Mao kembali memandangi kertas kontraknya. Ia mencoba menyuarakan senyum untuk Jun.

“Mmmm, sepertinya tidak.”

“Kenapa?”

“A ah…aku ini terlalu bodoh untuk melanjutkan sekolah. Haha, aku saja dulu saat masih sekolah tidak yakin bisa lulus dari sana. Nilai-nilaiku parah. Hehe…”

“Tapi bukankah kau ingin…”

“Jun! sudah selarut ini kenapa kau belum tidur. Bukankah besok masih hari masuk?”
Jun melirik jam yang terpajang di dinding sebelahnya. Jam setengah 12 malam.

“Iya….”
Jun menjawab pelan. Mereka kembali tenggelam dalam diam. Jun pun teringat bahwa Mao juga harus melakukan pekerjaannya besok pagi.

“Baiklah kalau begitu. Lain kali kita bicara lagi.”

“Iya.”
Mao menjawab semangat.

“Selamat malam Jun!”

“Cotto!”

Mao sontak mendekatkan kembali ponselnya yang hampir saja ia matikan.
“Hai?”

“Mmmm, maaf….”

“Eh?”

“Maaf, karena aku baru bisa bicara baik-baik padamu saat aku sudah pergi.”
Mao tersenyum mendengar Jun yang bicara dengan nada pelan dari seberang.

“Walaupun kau tidak bicara baik-baik padaku pun aku tetap menyukaimu.”

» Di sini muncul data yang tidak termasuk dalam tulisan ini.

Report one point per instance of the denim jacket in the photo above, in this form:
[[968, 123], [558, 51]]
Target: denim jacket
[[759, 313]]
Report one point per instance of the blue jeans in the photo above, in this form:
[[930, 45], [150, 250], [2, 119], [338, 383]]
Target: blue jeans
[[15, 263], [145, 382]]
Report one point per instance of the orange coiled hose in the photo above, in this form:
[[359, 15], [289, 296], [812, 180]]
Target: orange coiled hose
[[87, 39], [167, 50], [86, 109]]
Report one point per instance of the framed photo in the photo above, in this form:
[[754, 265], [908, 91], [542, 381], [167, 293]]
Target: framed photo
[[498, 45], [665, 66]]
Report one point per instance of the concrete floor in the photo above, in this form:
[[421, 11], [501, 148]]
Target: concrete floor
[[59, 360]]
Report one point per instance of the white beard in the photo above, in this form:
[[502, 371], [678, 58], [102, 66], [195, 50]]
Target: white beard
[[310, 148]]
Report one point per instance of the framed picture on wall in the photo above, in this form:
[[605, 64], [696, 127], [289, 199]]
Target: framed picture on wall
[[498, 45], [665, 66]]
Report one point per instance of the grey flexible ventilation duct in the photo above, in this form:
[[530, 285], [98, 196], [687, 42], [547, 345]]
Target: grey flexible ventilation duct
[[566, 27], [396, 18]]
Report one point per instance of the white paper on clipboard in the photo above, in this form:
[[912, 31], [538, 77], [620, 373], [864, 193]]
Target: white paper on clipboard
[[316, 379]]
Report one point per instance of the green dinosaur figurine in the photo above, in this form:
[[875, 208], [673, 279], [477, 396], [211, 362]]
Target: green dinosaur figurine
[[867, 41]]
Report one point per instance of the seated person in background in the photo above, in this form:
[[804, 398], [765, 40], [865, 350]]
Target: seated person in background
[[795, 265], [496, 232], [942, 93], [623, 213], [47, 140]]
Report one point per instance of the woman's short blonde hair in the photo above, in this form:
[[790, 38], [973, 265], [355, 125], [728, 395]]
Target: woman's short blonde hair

Jun terdiam mendengar penuturan Mao yang terdengar polos dan apa adanya.

“Anak ini, apakah dia benar-benar sangat menyukaiku?”
Untuk kesekian kalinya Jun dibat tertegun karena ucapan Mao yang begitu polos.

“Oke Jun, selamat tidur….Jyaaa!!!”

Mao menutup telefonnya. Dipandanginya layar ponselnya yang sudah kembali menunjukkan wallpaper wajah Jun yang sedang mendengarkan headsetnya. Foto yang ia ambil diam-diam saat ia masih sekelas dengan Jun. Mao memeluk ponselnya erat dengan mata terpejam. Hatinya terasa menggelembung besar karena rasa bahagia yang meluap.

----------------

10 bulan kemudian…
14 Februari 2012….

Within the crowds of people rushing around
I felt sad and called out your name
The scent of the breeze that blew
To the new season, see, the colors are changing
After people realize they love someone very deeply,
Everything they look at seems to glitter
I will care for your smiles and everything about you
And I will always be with you

Gadis itu tersenyum di akhir baris terakhir puisinya. Ditatapnya daun-daun yang bergoyang tertiup angin pagi musim dingin di luar jendela kamarnya. Ia memandangi kembali puisi yang baru saja ia tulis. Ia mengambil pena berwarna merah muda dari tempat pulpennya. Baru saja ia akan mulai menggambar sebuah bunga kecil di sudut lembar kertasnya, sontak gerak tangannya terhenti saat terdengar suara wanita berteriak memanggilnya dari bawah.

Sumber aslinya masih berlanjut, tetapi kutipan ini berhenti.